Wie weet waarom het jaar 1887 gedenkwaardig is? Vrijwel niemand! Toch begon in 1887 voor veel West-Friezen de victorie. Was er dan oorlog en bezetting, zoals van 1940 tot 1945? Nee, er heerste vrede. Maar niet in het hart van tuinders, want die werden zonder er iets aan te kunnen doen onderbetaald. Alvorens aan dat onrecht toe te komen, moet echter de voorgeschiedenis van de West-Friese tuinbouw en veeteelt worden verhaald.
West-Friesland binnen de Omringdijk is ontstaan uit behoefte aan grond, om van te leven en aan te verdienen. Er was dan ook al vroeg tuinbouw. Zo voeren al in de vijftiende eeuw Hoornse schippers met uien, bonen en kool overzee. Ook thuis waren groenten steeds meer nodig, want de steden groeiden. Er ontstonden bedrijfjes van warmoezeniers, groentekwekers, vlak buiten de stadswallen; en ook bij Grootebroek, Broek op Langedijk en in de Nessen bij Medemblik. Desondanks lag er niet de nadruk op. Die lag op veeteelt, op boter, kaas en vlees. Enkhuizen was als gezegd wat vlees betreft gespecialiseerd in de invoer van ossen, om elders vet te mesten. Hoorn was de plaats voor kaas. Er is veel geld aan verdiend.
Rond 1700 werd de veeteelt hard getroffen. De overstroming van 1675 zette hele stukken West-Friesland onder water, veel beesten werden ziek en bezweken. En wat kort daarna gebeurde was nog erger, de veepest brak uit. In Twisk alleen al stierven tussen 1713 en 1719 meer dan 1800 beesten. Tussen 1740 en 1744 was het opnieuw raak, de helft van de West-Friese veestapel ging verloren. Er waren boeren die besloten over te gaan op tuinbouw, anderen bleven veehouder. Mettertijd veranderde de veeteelt ook van karakter. Sinds eind negentiende eeuw werd het ideale West-Friese melkkoetype ontwikkeld, dat wel tot zevenduizend kilogram melk per jaar opleverde, plus elk jaar een kalf en op het eind ook nog vlees. In Amerika en Canada lopen runderen rond met een West-Friese stamboom, met namen als Maid of Twisk en Abbekerk.
Ook voor de tuinbouw vormden de laatste decennia vóór 1900 een keerpunt. Dat betrof vooral ook de handel. De tuinders waren voor hun afzet afhankelijk van vervoerders, schippers die de kool en aardappelen naar Amsterdam en nog verder brachten. Het zat ze dwars dat zij met zorg al die producten teelden, maar dat de prijs eenzijdig werd bepaald door tussenpersonen.

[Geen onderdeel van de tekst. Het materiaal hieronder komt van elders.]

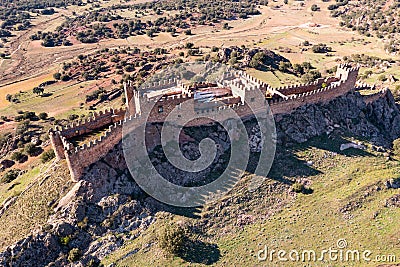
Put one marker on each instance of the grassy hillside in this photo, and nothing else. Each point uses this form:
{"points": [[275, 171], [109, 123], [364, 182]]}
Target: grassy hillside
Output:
{"points": [[347, 202], [37, 192]]}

Het probleem was dat ze moeilijk zelf naar Amsterdam konden gaan om hun waren uit te venten. Ze hadden maar af te wachten wat daar voor prijs gemaakt werd en te 'geloven' dat ze eerlijk kregen wat hun toekwam. In 1887 kwam de ommekeer. Het verhaal gaat dat een tuinder uit Noord-Scharwoude op 29 juli merkte dat schippers belangstelling hadden voor zijn schuit met bloemkool. Hij dacht: 'Aan wie gun ik die vracht? Wie betaalt de beste prijs?'
Hij sprak zijn gedachte uit. Een schipper zei: 'Je moet ze veilen, dan krijg je wat ze waard zijn'. En zo geschiedde, de groente werd geveild, in Broek op Langedijk. Het werd een succes, de gemeente ging erachter staan, de eerste afslager was een Broeker politieagent. Broek dankt er zijn museum aan.

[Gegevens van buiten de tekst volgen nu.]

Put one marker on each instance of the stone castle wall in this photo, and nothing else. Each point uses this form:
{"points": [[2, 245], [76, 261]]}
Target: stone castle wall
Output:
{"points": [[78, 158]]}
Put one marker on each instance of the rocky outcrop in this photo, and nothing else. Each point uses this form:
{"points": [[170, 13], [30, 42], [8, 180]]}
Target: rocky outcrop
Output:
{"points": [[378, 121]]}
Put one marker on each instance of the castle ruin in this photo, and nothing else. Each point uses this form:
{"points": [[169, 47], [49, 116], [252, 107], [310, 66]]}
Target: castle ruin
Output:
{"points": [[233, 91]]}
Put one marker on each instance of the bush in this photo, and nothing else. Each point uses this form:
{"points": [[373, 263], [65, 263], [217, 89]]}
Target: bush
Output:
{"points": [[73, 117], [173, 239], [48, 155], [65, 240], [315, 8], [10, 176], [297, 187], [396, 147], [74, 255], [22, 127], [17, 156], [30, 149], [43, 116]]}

Er kwamen nog meer tuinbouwveilingen binnen de Omringdijk, op den duur tweeëntwintig. Van de veilingen heeft die van Zwaagdijk-Oost het langste bestaan, tot eind 1999. Er ontstonden ook boerenleenbanken; de Rabobank stamt ervan af. De eerste bank was in Hem, in een boerderij, op voorstel van een pastoor.
Uitgelicht
West-Friesland vertoonde lang die twee gezichten. Veeteelt bij Twisk, Abbekerk, Barsingerhorn, Aartswoud, Schellinkhout en Oudendijk, dorpen breeduit gebouwd. Tuinbouw, meer binnenlands, in Grootebroek, Bovenkarspel, Lutjebroek, Obdam, Warmenhuizen en Tuitjenhorn. Het Geestmerambacht was Het Rijk van de Duizend Eilanden, kleine akkertjes.
Een rol speelde ook dat de veedorpen overwegend vrijzinnig protestants waren, tuindersdorpen katholiek. Katholieke gezinnen werden steeds kinderrijker. Dat kwam door betere gezondheidszorg en door de kerk. Die vond dat seksualiteit altijd gericht moest zijn op voortplanting.
Veel monden moesten worden gevuld én het land - ieder kind het zijne! - werd verdeeld. Zo raakte West-Friesland sinds de negentiende eeuw versnipperd.